Sometimes being a music critic can be one of shittiest gigs on the planet.
Take last week’s review of Ephryme’s latest album, for instance. I didn’t want to give the guy a bad review. Hell, I don’t wanna give any artist a negative review. It sucks! Then again, having to listen to some artists can be soul-sucking experiences in their own right!
So, it’s always like a little gift when a label like JDub Records is oh-so kind enough to drop a sample copy of the one-of-a-kind, wondrous, mischievous, and hugely enjoyable gem that is Shotnez’s self-titled debut into my lap.
There are those of you, out there, that may already be familiar with the previous work of the dynamic duo that has orchestrated Shotnez, Tamir Muskat and Ori Kaplan.

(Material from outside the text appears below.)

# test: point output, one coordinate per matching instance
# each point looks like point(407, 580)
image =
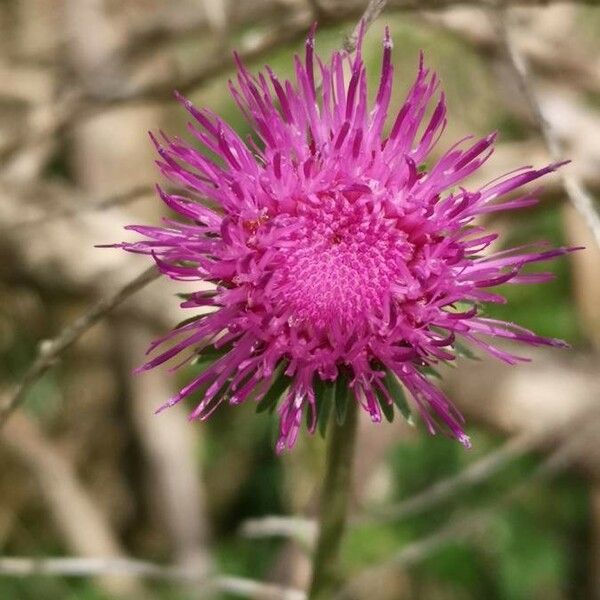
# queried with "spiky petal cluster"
point(332, 250)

After all, they’re two parts of the wildly popular Israeli musical trio, Balkan Beat Box.
As an admirer of the latter act, one might be skeptical that Shotnez might be one of those crappy side-job, solo albums that artists in bands tend to throw out—ya know, so the world can see just how awesome they are without the band that got them to where they were in the first place!—to score some extra money for their blow habit. Rest assured, from start to finish, “Shotnez” is full of fun, wonder, excitement, and even a hint of danger, in that, well, try as you might to follow along (even upon multiple listens), you’re never quite sure what direction each song is headed.

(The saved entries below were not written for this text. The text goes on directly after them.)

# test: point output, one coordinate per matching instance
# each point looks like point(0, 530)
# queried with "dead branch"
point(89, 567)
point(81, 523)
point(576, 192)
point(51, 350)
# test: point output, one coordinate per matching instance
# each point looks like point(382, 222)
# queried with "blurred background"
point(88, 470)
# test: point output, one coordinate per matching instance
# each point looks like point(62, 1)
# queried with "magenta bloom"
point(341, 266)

In other words, it reignites that hope in your heart—you know the one: that maybe – just maybe – the music industry hasn’t completely lost its way.
Take the opening track, “Stolen Goods” for instance. It’s like a rollercoaster, with its ups, downs, lefts, rights and somersault assault to the senses—in a good way, for once! Listening to it, with its klezmer sound and frenzied theme-park sound and fury, I couldn’t help thinking that these guys could do a kick-ass film score, especially for the likes of, say, Tim Burton.

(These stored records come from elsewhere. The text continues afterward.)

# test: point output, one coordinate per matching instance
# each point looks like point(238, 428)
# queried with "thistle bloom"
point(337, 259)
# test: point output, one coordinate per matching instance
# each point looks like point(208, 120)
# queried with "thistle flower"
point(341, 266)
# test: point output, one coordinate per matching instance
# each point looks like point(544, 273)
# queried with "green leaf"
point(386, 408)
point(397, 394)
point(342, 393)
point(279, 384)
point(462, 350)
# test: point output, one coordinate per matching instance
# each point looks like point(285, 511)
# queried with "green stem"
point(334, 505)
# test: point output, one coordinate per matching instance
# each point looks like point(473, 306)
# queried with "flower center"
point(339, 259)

The song reminded me of Danny Elfman, back when he was, ya know, a relevant composer—fresh off his success with Oingo Boingo, before he became a maestro of self-important pap. More specifically, “Goods” reminded me of what fun Elfman’s score to Tim Burton’s ode to gleeful childulthood (yes, I created a new word! Use it liberally!), “Pee-Wee’s Big Adventure,” was…and still is.
In other words, Tim Burton should consider Shotnez as an immediate successor to Elfman, for future film partnerships.
The third track on Shotnez, “Golden Apple” is absolutely gorgeous, with its hints of East Asia, mixed with acid-trippy guitar rhythms and anthemic percussions, like one those great blitzed-out Santana songs of old (1969’s “Soul Sacrifice,” for example).
“New Country,” the album’s fifth track, has a Spanish, bluesy feel to it. It has a film noir sound to it; like, any second, you feel as though some lusty, busty femme fatale might walk through the door. The following track, “Chaos,” on the other hand, is playful, fast-moving—like a runaway freight train.
In my notes, while listening to track eight, “A New Low,” I wrote “sounds like someone’s up to no good” and “full of mischief.” Trust me: I know how what a new low sounds like. I’ve been there. These guys have got it down pat.
“Black Eyed Susan,” with its squiggly synth sounds, stellar horn arrangement, and raw-nerve guitar licks, is blissfully sorrowful.
The last track on this amazing album, “Make It Run” is actually a departure from everything that’s come before it, featuring some very rough, whisky-soaked vocal crooning that comes across like a love child between Nick Cave and Tom Waits. And wouldn’t that be a helluva thing!!
Hey, ya never know? Miracles do happen, right?
After all, the mere existence of Shotnez certainly proves that theory.